Fossil Fuel Projects Worldwide Threaten Well-being of Two Billion Individuals, Report Reveals
One-fourth of the international population dwells within five kilometers of functioning oil, gas, and coal facilities, possibly risking the physical condition of exceeding two billion people as well as essential ecosystems, per pioneering analysis.
Global Distribution of Fossil Fuel Operations
Over 18,300 petroleum, gas, and coal mining locations are now distributed in 170 nations worldwide, occupying a vast area of the Earth's land.
Closeness to wellheads, processing plants, transport lines, and further fossil fuel operations increases the risk of cancer, breathing ailments, cardiovascular issues, preterm labor, and death, while also causing severe risks to drinking water and air quality, and damaging soil.
Close Proximity Risks and Proposed Growth
Almost over 460 million residents, counting 124 million children, currently reside within 1km of fossil fuel sites, while another three thousand five hundred or so proposed facilities are currently proposed or being built that could force over 130 million further residents to endure emissions, flares, and leaks.
The majority of operational operations have created contamination hotspots, transforming surrounding communities and essential ecosystems into often termed disposable areas – highly polluted locations where economically disadvantaged and vulnerable groups carry the unfair weight of proximity to contaminants.
Medical and Environmental Impacts
The report details the harmful health impact from extraction, treatment, and transportation, as well as showing how spills, flares, and development harm irreplaceable ecological systems and weaken human rights – particularly of those living in proximity to oil, natural gas, and coal infrastructure.
It comes as world leaders, without the US – the biggest historical producer of carbon emissions – assemble in Belém, the South American nation, for the 30th climate negotiations amid increasing disappointment at the slow advancement in eliminating coal, oil, and gas, which are causing global ecological crisis and human rights violations.
"Coal and petroleum corporations and its state sponsors have maintained for many years that economic growth needs oil, gas, and coal. But research shows that masked as financial development, they have in fact promoted profit and profits without red lines, infringed rights with almost total immunity, and harmed the climate, ecosystems, and seas."
Climate Talks and Global Demand
The environmental summit occurs as the Philippines, the North American country, and the Caribbean island are suffering from extreme weather events that were worsened by warmer air and sea temperatures, with states under increasing urgency to take firm steps to oversee oil and gas corporations and end extraction, government funding, permits, and use in order to comply with a landmark ruling by the global judicial body.
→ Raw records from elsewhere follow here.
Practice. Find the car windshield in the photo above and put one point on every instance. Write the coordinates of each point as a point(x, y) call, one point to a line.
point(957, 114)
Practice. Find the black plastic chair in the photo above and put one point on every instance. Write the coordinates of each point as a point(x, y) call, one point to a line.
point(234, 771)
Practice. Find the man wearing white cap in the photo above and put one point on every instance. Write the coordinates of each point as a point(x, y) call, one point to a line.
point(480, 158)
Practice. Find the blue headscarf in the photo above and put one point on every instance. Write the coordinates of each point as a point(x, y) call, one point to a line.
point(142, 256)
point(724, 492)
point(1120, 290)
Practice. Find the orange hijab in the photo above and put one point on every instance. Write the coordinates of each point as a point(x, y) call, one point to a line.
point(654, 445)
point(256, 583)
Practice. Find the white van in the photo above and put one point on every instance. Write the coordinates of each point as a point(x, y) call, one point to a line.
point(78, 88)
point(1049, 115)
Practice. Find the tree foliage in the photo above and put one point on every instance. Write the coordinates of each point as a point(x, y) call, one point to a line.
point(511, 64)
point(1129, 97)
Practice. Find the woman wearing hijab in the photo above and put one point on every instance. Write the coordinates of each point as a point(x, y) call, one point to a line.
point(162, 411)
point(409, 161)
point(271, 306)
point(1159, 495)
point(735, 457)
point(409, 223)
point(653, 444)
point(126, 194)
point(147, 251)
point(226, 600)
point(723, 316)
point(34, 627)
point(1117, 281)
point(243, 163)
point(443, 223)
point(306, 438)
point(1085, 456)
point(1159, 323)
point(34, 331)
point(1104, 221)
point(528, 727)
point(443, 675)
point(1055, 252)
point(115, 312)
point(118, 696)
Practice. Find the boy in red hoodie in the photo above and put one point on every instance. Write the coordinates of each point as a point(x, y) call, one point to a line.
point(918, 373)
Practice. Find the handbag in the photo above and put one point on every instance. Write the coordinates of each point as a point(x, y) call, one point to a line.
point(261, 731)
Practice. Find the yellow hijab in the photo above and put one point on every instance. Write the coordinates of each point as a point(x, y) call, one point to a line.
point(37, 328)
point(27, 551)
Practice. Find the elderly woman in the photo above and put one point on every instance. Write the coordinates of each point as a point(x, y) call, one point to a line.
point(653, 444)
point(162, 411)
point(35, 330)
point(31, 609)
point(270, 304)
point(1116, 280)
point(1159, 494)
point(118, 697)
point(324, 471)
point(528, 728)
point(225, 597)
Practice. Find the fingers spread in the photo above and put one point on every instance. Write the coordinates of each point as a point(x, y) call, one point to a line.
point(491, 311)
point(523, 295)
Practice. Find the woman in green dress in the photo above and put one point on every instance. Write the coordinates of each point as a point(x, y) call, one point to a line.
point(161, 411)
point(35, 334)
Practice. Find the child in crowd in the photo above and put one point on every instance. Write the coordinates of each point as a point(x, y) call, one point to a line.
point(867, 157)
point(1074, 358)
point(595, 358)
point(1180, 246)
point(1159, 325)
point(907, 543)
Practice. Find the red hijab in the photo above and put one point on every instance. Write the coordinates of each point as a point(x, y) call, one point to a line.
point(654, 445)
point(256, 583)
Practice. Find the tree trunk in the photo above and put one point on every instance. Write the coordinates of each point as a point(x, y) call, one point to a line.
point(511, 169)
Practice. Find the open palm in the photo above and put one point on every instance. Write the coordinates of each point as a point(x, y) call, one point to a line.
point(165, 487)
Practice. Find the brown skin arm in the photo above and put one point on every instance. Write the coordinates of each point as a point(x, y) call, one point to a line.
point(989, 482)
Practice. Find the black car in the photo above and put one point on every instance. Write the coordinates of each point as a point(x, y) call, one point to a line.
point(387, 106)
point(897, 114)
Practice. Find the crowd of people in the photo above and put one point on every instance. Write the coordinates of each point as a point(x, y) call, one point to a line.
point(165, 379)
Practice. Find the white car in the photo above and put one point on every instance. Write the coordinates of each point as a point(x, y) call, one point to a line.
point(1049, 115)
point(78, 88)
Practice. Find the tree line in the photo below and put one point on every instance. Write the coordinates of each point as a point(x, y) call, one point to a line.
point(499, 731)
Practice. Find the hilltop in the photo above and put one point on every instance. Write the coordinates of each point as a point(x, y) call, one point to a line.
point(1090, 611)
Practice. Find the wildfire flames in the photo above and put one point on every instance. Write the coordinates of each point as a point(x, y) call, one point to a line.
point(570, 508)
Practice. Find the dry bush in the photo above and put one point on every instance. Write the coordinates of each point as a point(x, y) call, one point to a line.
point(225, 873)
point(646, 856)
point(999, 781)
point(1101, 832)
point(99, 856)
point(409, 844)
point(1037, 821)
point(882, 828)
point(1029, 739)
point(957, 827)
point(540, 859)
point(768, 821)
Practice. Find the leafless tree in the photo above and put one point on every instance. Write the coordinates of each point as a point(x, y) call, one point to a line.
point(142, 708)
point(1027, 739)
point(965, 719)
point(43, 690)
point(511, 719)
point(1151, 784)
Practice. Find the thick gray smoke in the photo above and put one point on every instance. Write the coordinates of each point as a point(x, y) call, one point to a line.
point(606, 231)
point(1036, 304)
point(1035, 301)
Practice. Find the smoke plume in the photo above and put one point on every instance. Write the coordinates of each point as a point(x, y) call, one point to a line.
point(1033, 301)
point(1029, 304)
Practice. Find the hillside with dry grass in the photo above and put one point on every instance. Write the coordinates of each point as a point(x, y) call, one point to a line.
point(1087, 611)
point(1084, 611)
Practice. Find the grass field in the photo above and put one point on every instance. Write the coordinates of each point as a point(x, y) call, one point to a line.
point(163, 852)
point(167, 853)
Recently, revelations indicated how in excess of 5,350 fossil fuel industry influence peddlers have been granted entry to the United Nations global conferences in the last several years, hindering emission reductions while their paymasters pump historic volumes of oil and natural gas.
Study Approach and Data
This data-driven research is founded on a first-of-its-kind geospatial project by researchers who cross-referenced records on the identified sites of oil and gas facilities locations with population data, and datasets on essential ecosystems, climate releases, and Indigenous peoples' territories.
One-third of all operational oil, coal mining, and natural gas facilities overlap with several key ecosystems such as a wetland, jungle, or river system that is rich in species diversity and vital for CO2 absorption or where natural decline or calamity could lead to environmental breakdown.
The true worldwide scale is possibly higher due to omissions in the reporting of fossil fuel sites and limited population records throughout nations.
Natural Inequity and Indigenous Populations
The data show long-standing environmental inequity and discrimination in exposure to oil, natural gas, and coal industries.
Tribal populations, who comprise five percent of the international population, are unfairly subjected to dangerous oil and gas infrastructure, with 16% locations situated on native areas.
"We're experiencing intergenerational resistance weariness … Our bodies will not withstand [this]. We are not the instigators but we have borne the force of all the violence."
The growth of fossil fuels has also been linked with territorial takeovers, heritage destruction, social fragmentation, and loss of livelihoods, as well as aggression, online threats, and court cases, both criminal and legal, against community leaders calmly resisting the construction of conduits, drilling projects, and other operations.